Former World junior champion Pendyala Harikrishna won the third Marx Gyorgy International Chess tournament after settling for an easy draw with Hungarian Grandmaster Ferenc Berkes in the 10th and final round game in Paks, Hungary.
After a forgettable show in the Aerosvit Grandmasters tournament, the much-needed victory for Harikrishna came at an appropriate time, as the Indian stands to recover a few important Elo rating points that he lost in the Aerosvit tournament, where he tied for the last spot.
From finishing last to winning this event, this has been a good turnaround for Harikrishna in a short span of time.
For the record, Harirkishna ended the event with 6.5 points and was a full point adrift of nearest contender Grandmaster Zahar Efimenko of Ukraine, who finished a clear second.
The third place was shared by last year's champion GM Zoltan Almasi of Hungary and Chinese GM Wang Yue while Berkes finished fifth on 4.5 points.
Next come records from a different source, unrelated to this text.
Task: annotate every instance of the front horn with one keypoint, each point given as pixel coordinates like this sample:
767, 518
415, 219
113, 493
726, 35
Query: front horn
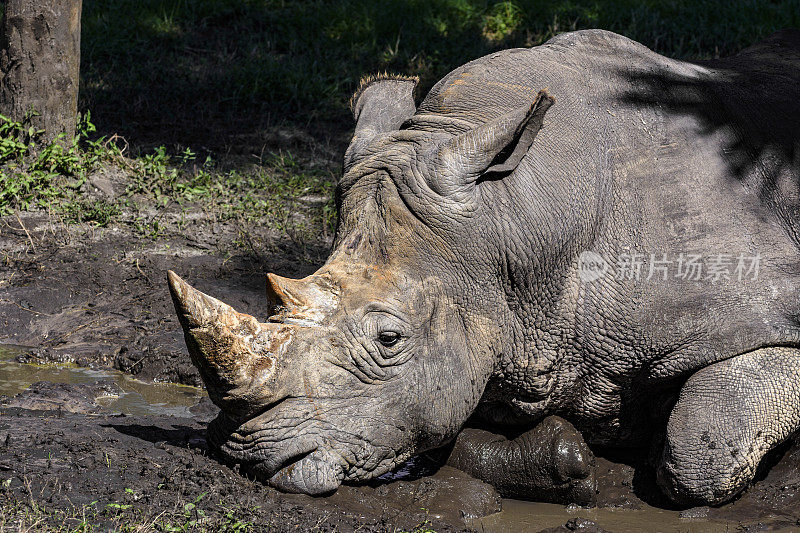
239, 358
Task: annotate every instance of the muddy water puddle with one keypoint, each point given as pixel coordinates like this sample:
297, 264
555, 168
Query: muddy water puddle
530, 516
130, 396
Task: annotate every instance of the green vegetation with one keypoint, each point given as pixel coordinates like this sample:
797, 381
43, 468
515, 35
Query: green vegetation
54, 177
217, 72
126, 517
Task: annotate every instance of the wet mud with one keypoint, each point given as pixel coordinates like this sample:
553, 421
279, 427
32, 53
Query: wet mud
86, 418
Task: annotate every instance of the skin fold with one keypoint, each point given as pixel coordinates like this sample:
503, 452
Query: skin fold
455, 289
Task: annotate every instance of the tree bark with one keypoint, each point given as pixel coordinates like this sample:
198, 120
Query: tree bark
40, 63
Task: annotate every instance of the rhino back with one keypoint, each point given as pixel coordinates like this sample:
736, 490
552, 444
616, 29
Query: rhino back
641, 156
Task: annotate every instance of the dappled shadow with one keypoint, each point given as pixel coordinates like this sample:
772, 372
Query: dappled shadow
750, 100
254, 76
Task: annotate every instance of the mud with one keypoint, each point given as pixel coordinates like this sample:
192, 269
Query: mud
94, 303
151, 466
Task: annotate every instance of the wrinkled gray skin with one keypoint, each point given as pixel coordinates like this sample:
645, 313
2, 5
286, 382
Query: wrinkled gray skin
454, 290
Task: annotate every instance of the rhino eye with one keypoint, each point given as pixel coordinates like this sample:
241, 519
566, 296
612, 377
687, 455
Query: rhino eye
388, 338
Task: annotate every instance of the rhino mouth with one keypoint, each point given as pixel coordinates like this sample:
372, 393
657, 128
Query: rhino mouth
295, 464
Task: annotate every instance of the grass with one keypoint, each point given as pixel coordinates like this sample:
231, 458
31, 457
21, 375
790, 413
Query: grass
55, 176
218, 73
126, 517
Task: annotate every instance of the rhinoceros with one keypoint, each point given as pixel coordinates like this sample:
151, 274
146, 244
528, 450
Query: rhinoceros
583, 229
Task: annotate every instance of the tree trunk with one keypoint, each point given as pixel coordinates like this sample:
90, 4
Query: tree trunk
39, 63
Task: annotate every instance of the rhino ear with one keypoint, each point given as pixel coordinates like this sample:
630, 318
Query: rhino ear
496, 147
382, 103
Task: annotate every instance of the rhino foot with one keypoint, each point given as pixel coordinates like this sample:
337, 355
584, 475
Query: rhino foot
550, 462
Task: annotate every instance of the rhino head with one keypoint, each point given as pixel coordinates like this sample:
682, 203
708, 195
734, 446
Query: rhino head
386, 350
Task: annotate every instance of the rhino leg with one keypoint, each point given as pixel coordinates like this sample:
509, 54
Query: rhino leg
727, 417
551, 462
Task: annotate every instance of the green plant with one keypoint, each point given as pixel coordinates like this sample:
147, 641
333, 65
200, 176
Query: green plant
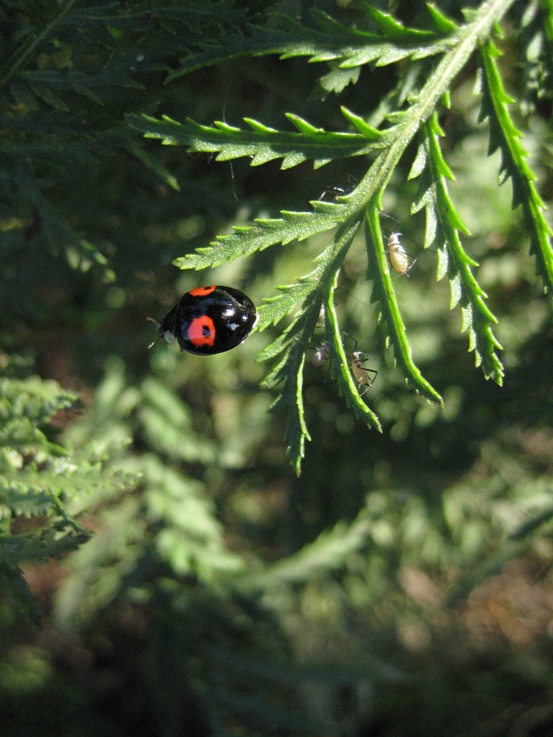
44, 485
433, 57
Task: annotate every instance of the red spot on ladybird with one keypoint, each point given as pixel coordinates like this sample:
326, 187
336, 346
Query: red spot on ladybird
201, 331
202, 291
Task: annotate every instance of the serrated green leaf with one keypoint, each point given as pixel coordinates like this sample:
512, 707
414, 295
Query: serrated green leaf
464, 288
505, 136
384, 295
261, 143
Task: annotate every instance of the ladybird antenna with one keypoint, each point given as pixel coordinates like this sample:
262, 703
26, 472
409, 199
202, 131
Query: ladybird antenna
151, 319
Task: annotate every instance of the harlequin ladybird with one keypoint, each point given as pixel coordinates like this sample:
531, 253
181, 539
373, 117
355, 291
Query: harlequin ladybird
209, 320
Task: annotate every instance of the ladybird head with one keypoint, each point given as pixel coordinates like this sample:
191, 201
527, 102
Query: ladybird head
163, 333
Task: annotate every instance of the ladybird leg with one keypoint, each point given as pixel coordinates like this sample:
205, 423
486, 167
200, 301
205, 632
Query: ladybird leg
370, 381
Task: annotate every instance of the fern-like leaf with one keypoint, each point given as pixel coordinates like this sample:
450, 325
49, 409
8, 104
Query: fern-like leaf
443, 227
389, 313
505, 136
332, 41
262, 144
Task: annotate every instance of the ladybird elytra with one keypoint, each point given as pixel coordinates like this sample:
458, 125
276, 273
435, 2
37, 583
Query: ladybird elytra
209, 320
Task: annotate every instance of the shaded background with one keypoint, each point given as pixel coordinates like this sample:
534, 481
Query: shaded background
392, 589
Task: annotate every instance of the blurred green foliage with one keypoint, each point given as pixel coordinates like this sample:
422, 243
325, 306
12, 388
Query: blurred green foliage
402, 584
Peter Acs, another former World junior champion in the fray, ended up last spot on 3.5 points in this category-15 double round-robin tournament.
Like so many other days in the event the last round also failed to yield any decisive result with all the three games ending in a draws albeit after tough fights.
Harikrishna won three games and drew the remaining seven while the highest number of decisive games was recorded by Almasi, who won two games and lost two against Harikrishna to end with a fifty percent score.
Efimenko won just one game besides nine draws while Berkes also drew nine besides losing one game. Also ending winless was Acs, who managed seven draws with three losses while Wang Yue ended up with a victory and a lone loss.
In the final round, Harikrishna had his task cut out and he achieved what he wanted without much ado even though Berkes pressed for sometime.
It was a Nimzo Indian defense game wherein Harikrishna went for routine exchanges to get a
balanced endgame and a timely pawn sacrifice by the Indian ended all hopes of Berkes. The draw was agreed to in just 28 moves.
Wang Yue tried hard to improve upon his tournament standing but did not succeed in breaking the solid defense of Almasi, who played black.
Another Nimzo Idnian of the day witnessed Wang Yue exerting pressure in the center and Almasi was pushed to the wall as he had to sacrifice an exchange to stay in the game.
However, the Chinese miscalculated in the endgame and allowed black to seize temporary initiative in the result queen and pawns endgame.
Despite two extra pawns, Almasi's king was caught on the edge of the board and the peace was signed vide repetition after 85 moves.
Efimenko played the closed Ruy Lopeq with his white pieces against Peter Acs and apparently had some advantage when the middle game surfaced. Acs had to work for his counter play and he succeeded in eliminating threatening white pieces as the game progressed. The players arrived at a heavy pieces ending soon after and the point was split after 40 moves.
Results (final round): Ferenc Berkes (Hun, 4.5) drew with P Harikrishna (Ind, 6.5); Wang Yue (Chn, 5) drew with Zoltan Almasi (Hun, 5); Zahar Efimenko (Ukr, 5.5) drew with Peter Acs (3.5).
Final standings: 1. Harikrishna 6.5; 2. Efimenko 5.5; 3-4. Yue, Almasi (5 each); 5. Berkes 4.5; 6. Acs 3.5.
Ferenc Berkes v/s P Harikrishna
1. d4 Nf6 2. c4 e6 3. Nc3 Bb4 4. e3 O-O 5. Bd3 d5 6. Nf3 c5 7. O-O dxc4 8. Bxc4 Nbd7 9. a3 cxd4 10. axb4 dxc3 11. bxc3 Qc7 12. Be2 Nd5 13. Bb2 Nxc3 14. Bxc3 Qxc3 15. Qd6 Qc6 16. Qxc6 bxc6 17. Nd4 Bb7 18. Rfc1 Rfc8 19. Bf3 a6 20. Bxc6 Bxc6 21. Nxc6 Kf8 22. Kf1 Rc7 23. b5 Rac8 24. Rxa6 Nb8 25. Ra8 Nxc6 26. Rxc8+ Rxc8 27. bxc6 Ke7 28. Ke2 draw agreed.